Abstract
Traditionally, models have focused on the role of visual salience in directing attention during real-world scene processing. However, recent research has suggested that meaningfulness plays a primary role, and specifically that eye gaze is guided by predictions (Henderson, 2016; Henderson & Hayes, 2017). We quantified predictability of search targets using a norming study in which participants were presented with scenes from the SCEGRAM image database (Öhlschläger & Võ, 2017). These scenes did not contain the search target, and participants indicated via mouse click where a given target would likely be located in the scene. Prediction maps were created from the data by applying a gaussian blur (sigma = 1 degree of visual angle). A separate group of participants then searched the scenes for these target objects while their eye movements were tracked. Fixation maps were produced from the eye-tracking data, specifically the location of the first fixation after the initial saccade from image center. Saliency maps werealso created for each image using graph-based visual saliency (Harel, Koch & Perona, 2006). Results indicate that the Prediction maps overlapped significantly with the Fixation maps when the target object was in or near the predicted location (r = 0.33).
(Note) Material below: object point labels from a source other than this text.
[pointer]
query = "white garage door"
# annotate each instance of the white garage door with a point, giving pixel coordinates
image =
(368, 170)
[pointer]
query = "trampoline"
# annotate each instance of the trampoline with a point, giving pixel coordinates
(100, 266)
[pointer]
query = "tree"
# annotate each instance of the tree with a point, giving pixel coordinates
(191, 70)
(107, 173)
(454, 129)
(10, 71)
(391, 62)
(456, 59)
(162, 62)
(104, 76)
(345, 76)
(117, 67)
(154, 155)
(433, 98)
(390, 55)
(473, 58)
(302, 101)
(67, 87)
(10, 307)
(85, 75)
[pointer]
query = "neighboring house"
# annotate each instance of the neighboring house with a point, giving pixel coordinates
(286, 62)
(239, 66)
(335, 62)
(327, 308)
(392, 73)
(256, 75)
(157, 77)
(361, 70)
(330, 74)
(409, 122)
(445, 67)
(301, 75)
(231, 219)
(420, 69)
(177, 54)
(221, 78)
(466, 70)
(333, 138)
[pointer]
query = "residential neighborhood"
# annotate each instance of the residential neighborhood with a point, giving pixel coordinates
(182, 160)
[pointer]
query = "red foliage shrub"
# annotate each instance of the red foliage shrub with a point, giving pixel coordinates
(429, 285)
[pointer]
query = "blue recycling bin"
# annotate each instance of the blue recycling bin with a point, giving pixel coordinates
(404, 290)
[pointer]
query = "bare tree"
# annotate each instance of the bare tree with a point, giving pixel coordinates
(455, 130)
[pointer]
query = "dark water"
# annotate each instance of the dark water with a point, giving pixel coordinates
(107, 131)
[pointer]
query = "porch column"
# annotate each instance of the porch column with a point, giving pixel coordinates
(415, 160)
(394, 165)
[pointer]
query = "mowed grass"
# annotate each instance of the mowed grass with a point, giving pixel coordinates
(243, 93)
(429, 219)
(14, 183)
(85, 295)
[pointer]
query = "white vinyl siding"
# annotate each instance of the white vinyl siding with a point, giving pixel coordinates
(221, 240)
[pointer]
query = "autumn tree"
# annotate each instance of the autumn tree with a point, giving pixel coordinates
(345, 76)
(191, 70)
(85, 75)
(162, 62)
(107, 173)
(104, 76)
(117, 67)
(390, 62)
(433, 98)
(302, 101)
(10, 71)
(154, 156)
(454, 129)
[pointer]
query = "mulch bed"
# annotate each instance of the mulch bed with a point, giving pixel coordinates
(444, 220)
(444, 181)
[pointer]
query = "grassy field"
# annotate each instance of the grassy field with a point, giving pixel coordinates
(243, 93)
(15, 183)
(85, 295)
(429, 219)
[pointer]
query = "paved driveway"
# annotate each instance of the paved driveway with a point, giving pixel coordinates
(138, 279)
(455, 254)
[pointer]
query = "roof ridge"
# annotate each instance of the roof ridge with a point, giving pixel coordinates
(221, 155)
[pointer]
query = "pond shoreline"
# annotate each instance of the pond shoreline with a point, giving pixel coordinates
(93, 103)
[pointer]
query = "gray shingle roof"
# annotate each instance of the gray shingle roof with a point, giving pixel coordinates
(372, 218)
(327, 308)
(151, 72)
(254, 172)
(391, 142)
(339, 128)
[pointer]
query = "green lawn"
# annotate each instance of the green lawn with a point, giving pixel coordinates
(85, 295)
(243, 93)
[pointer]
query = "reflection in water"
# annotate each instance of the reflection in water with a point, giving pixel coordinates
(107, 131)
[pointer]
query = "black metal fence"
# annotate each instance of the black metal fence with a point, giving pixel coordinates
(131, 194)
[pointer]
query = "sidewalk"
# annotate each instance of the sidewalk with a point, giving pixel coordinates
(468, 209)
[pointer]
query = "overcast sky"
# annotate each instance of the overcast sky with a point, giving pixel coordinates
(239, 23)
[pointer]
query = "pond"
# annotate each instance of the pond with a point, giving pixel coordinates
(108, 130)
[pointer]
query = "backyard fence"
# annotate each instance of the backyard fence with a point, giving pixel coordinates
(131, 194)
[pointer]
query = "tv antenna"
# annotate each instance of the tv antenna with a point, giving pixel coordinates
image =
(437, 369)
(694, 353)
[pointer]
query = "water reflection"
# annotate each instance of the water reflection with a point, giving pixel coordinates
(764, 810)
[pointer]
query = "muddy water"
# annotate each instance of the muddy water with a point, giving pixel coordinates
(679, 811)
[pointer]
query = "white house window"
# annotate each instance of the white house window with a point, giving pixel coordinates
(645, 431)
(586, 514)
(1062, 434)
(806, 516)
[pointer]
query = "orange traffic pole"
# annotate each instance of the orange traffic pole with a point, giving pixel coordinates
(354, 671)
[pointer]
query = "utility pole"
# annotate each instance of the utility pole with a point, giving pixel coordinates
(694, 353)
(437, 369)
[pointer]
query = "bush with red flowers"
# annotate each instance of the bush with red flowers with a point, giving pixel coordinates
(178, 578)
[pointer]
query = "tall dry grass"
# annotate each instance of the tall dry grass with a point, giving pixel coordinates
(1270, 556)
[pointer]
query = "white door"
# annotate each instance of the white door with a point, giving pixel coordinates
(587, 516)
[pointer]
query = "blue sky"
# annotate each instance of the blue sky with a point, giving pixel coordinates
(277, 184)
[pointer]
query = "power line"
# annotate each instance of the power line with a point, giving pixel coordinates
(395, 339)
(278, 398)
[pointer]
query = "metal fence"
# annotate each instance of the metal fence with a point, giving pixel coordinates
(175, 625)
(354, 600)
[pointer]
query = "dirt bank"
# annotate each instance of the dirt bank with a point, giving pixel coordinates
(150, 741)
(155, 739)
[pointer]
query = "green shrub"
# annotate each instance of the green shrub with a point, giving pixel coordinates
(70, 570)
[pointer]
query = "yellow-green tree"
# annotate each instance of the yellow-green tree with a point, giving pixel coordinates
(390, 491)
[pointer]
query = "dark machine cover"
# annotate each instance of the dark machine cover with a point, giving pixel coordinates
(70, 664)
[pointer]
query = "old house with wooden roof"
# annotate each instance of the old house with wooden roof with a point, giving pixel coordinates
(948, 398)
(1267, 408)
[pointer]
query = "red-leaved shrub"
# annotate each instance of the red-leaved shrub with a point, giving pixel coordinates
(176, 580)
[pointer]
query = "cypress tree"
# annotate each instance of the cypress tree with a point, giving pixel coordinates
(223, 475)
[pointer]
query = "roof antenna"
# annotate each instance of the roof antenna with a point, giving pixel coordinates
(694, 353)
The Saliency and Fixation maps were more weakly related (r = 0.099). However, this Prediction map advantage disappeared when the target object was in an unusual location (e.g. the cereal bowl was on a chair instead of on the table; Prediction r = 0.095; Saliency r = 0.1). We also report the results of a deep neural network trained to use Predictability maps, saliency maps, and both together to predict eye fixation locations in an image. Together, these data indicate that prediction does guide gaze when peripheral visual information consistent with the prediction is available.
Meeting abstract presented at VSS 2018